Archives Hub Linked Data Release

May 9th, 2011 by Adrian Stevenson

We’re very pleased to announce the release of http://data.archiveshub.ac.uk, the first Linked Data set produced by the LOCAH project. The team has been working hard since the beginning of the project on modelling the complex archival data and transforming it into RDF Linked Data. This is now available in a variety of forms via the data.archiveshub.ac.uk home page. A number of previous blog posts outline the modelling and transformation process, the RDF terms used in the data, and the challenges and opportunities arising along the way. A forthcoming post will provide some example queries for accessing data from the SPARQL query endpoint. The data and content is licensed under a Creative Commons CC0 1.0 licence.

We’re working on a visualisation prototype that provides an example of how we link the Hub Data with other Linked Data sources on the Web using our enhanced dataset to provide a useful graphical resource for researchers.

One important point to note is that this initial release is a selected subset, representative of the Hub collection descriptions as a proof of concept, and does not contain the full Archives Hub dataset at present, although we are very keen to explore this in the future.

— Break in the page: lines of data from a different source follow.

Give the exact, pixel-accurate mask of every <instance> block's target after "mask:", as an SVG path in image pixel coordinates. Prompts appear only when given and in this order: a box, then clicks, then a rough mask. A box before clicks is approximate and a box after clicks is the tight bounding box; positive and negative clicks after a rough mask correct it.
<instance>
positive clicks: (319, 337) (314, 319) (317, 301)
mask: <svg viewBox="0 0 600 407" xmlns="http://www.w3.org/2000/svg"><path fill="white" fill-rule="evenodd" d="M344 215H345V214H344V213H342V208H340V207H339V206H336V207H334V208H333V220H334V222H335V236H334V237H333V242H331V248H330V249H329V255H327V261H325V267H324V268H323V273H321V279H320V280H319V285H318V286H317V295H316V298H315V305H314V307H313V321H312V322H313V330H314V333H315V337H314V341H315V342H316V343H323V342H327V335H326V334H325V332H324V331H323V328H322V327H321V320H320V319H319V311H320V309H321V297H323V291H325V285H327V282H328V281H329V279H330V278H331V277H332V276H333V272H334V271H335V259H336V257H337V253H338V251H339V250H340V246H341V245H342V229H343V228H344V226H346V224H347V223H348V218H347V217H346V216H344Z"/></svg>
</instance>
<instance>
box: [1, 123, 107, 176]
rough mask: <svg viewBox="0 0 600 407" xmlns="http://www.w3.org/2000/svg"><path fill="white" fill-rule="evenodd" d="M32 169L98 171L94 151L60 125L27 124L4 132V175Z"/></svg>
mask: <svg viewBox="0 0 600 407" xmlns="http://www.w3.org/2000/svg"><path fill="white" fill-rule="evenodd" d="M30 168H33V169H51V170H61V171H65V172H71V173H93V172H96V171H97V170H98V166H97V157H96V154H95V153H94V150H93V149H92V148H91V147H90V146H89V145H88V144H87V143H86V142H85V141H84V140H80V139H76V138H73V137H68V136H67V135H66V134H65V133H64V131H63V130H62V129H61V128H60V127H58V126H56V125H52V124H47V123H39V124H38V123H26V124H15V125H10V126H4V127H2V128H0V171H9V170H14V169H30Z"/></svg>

We still have some work to do, this being the initial release of the Hub data. Some revisions for a later release will address a few issues including reconciling our internal person and subject names, and will also contain some further enhancements to the data to include links to Library of Congress subject headings and further links to DBPedia based on subject terms. We also hope to include links for place names using Geonames and Ordnance Survey.

We encourage feedback on the data, the model and any other aspect of data.archiveshub.ac.uk, so please leave comments or contact us directly.

We are also working hard on our other main LOCAH release, the Copac Linked Data. Our first version of the model for this is now finished, and we have the data in our test triple store. We hope to release this in about a month’s time.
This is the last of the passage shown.